Cesare deve restare

24 maggio 2013 di: Clara Margani

La prova aperta del “Giulio Cesare” di William Shakespeare si svolge a Roma nel teatro della Casa Circondariale di Rebibbia Nuovo Complesso, che può contenere 350 spettatori. Il pubblico, formato dalle persone che molto tempo prima si sono iscritte nel sito de La Ribalta Centro Studi Enrico Maria Salerno e sono passate attraverso i filtri della sicurezza della polizia penitenziaria, risulta essere vario: insegnanti, studenti universitari e delle scuole superiori, giornalisti, impiegati, semplici cittadini, i parenti di alcuni degli attori e Annamaria Cancellieri, nuova ministra della Giustizia.

Sono anni che i detenuti-attori della Sezione G12 Alta Sicurezza, guidati dal regista Fabio Cavalli, si confrontano con la pratica teatrale, portando sul palcoscenico del teatro della loro Casa, i testi teatrali più significativi, primi tra tutti quelli di Shakespeare. Nei testi rappresentati ricorrono spesso e non a caso i concetti di Giustizia, Vendetta, Lealtà, Amicizia, Tradimento, Libertà, questioni emblematiche e probabilmente vissute in maniera più autentica da chi ha un conto in sospeso con la legge e con la propria coscienza. Stando in sala, si percepisce quasi in modo fisico l’impegno e la passione di questi uomini privati della libertà. Quando salgono sul palcoscenico la loro interpretazione di testi “alti” si carica di una valenza di genuinità che trae origine proprio dalle loro tragiche esperienze di vita. La lingua che usano è la loro, e risente della varietà della provenienza regionale e nazionale. Una babele comprensibilissima in cui le parole dei grandi autori si arricchiscono della vitalità dolorosa ed esuberante degli interpreti, per cui l’elogio funebre di Cesare fatto da un Antonio siciliano e le riflessioni di un Bruto e di un Cassio campani non perdono niente del loro messaggio originario.

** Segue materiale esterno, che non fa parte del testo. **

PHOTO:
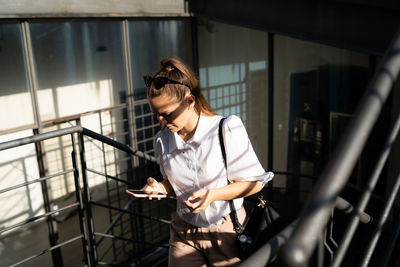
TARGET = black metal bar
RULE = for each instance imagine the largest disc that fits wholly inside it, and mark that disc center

Mentre il film, che i Fratelli Taviani hanno tratto da questo spettacolo, è uscito da Rebibbia ed è entrato nelle sale cinematografiche e nei festival di mezzo mondo, gli attori in quanto detenuti della sezione di Alta Sicurezza per crimini, che prevedono in alcuni casi il “fine pena mai”, possono solo scendere dal palcoscenico e rientrare nelle loro celle. Sono entrati però nella mente e nel cuore delle persone che hanno assistito al loro spettacolo, le quali uscendo se li portano fuori a respirare l’aria della libertà, a cui sono ormai abituate e hanno dimenticato che si chiama così.

1 commento su questo articolo:

  1. GABRIELE scrive:

    concordo pienamente con:
    “Sono entrati però nella mente e nel cuore delle persone che hanno assistito al loro spettacolo, le quali uscendo se li portano fuori a respirare l’aria della libertà, a cui sono ormai abituate e hanno dimenticato che si chiama così.”
    E’ il sentimento che ho provato dopo la proiezione del film a Firenze, alla presenza dei fratelli Taviani.
    Complimenti all’autrice Clara Margani.